= Mabel of Bury St. Edmunds =

British artist

Mabel of Bury St. Edmunds (13th-century) was an embroiderer in the Opus Anglicanum tradition. Her skill was such that she was one of the few artisans to appear by name in the royal records of Henry III: between the years 1239 and 1245 she appeared in the king's writs no fewer than twenty-four times.

It has been suggested that Mabel was the last majorly acknowledged woman embroider in England during the Middle Ages: after this time, records of embroidery generally stated the names of male merchants (regardless of who were the actual artisans in towns and villages).

==Chasuble==

Mabel was first mentioned in relation to the commission of a chasuble for the King in November 1239. It is assumed that the king was aware of her work prior to this time and that she was already a master of her craft for this was an important commission and would not have been handed out lightly. Although the conditions under which Mabel produced her work are unknown, evidence points to her having been an “independent producer", rather than a royal servant or a member of someone else's atelier.

The chasuble took Mabel about two years to finish. An apparently sumptuous work, it included pearls and gold, ordered in 1241 as she was near completion. At the king's command, a committee of experts conducted an appraisal to determine the value of the finished work as well as an appropriate fee for Mabel's work: the king was most insistent that Mabel be paid fairly with a generous sum, and even ordered that she be given the remnants of all precious materials used for the creation of the chasuble. The consideration which Henry gave to this artisan suggests that she was superbly talented in her craft.

==Westminster Abbey Standard==

In 1243, Henry III ordered Mabel to create a second piece of work for him: an embroidered standard that was to be hung adjacent to an altar in Westminster Abbey. Henry III described the iconography he wanted to see, images of St.
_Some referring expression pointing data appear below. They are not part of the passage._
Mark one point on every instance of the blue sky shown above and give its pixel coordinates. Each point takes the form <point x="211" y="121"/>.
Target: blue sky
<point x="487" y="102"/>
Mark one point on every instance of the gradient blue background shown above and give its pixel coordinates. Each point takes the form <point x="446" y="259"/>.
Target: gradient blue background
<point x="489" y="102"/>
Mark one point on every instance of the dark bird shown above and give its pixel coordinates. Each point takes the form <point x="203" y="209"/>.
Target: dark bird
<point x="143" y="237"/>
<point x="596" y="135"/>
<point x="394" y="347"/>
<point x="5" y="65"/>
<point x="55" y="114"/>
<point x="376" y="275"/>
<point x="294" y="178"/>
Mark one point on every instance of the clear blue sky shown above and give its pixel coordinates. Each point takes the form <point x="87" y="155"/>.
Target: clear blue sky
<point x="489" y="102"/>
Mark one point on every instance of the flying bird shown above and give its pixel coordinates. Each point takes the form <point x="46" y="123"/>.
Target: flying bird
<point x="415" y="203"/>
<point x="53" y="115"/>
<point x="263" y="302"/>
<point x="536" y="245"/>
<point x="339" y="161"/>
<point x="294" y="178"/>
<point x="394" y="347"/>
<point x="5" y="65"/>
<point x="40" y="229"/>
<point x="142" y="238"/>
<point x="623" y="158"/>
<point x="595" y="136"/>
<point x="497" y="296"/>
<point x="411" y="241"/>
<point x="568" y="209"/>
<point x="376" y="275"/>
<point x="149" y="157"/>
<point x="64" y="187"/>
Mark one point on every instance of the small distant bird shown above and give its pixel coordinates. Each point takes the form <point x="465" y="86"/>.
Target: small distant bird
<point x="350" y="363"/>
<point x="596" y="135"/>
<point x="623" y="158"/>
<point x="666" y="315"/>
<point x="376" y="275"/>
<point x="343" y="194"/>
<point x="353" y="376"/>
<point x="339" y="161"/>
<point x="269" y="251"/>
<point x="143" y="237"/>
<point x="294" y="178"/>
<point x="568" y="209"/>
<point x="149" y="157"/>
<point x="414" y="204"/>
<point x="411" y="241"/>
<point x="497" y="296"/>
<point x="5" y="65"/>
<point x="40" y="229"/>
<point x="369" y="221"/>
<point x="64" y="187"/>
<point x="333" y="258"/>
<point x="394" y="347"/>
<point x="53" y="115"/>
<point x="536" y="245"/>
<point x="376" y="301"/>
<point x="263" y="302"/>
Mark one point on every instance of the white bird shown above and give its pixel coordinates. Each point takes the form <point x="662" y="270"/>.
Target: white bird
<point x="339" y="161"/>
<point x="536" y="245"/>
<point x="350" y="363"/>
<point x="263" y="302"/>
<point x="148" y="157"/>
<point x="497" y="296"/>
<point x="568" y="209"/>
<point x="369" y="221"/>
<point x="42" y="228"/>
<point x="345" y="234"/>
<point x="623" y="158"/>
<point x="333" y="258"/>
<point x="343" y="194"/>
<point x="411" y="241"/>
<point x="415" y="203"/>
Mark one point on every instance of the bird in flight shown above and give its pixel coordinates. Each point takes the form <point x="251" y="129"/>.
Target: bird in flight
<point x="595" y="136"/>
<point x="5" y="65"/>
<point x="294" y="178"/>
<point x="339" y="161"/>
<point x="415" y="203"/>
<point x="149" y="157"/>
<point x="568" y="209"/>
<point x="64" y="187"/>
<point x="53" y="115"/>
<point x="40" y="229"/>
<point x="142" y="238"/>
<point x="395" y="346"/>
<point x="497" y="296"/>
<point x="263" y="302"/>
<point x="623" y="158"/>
John and the Virgin adequately embroidered with gold, but he showed immense respect for Mabel's “artistry and judgment” by allowing her to develop the design and composition independently.

==Later years==

There are a few theories circulating about what happened to Mabel after the banner was complete, for she seems to have disappeared from all records for eleven years. She may have “slipped into anonymity” working under someone for this period, but her name being so famous prior to this makes that unlikely. It is more likely that she finished her period of working in the king's service and retired from London to her home town of Bury St Edmunds.

This is born out by a grant made by Henry in 1256. The king was visiting Bury St Edmunds; Mabel's presence there was brought to his attention. For her services in the creation of “ecclesiastical ornaments” he commanded that she be given “six measures of cloth agreeable to her and the fur of a rabbit for a robe.” A gift normally granted to abbots and knights, this shows the respect and esteem that Henry felt for this immensely talented embroiderer.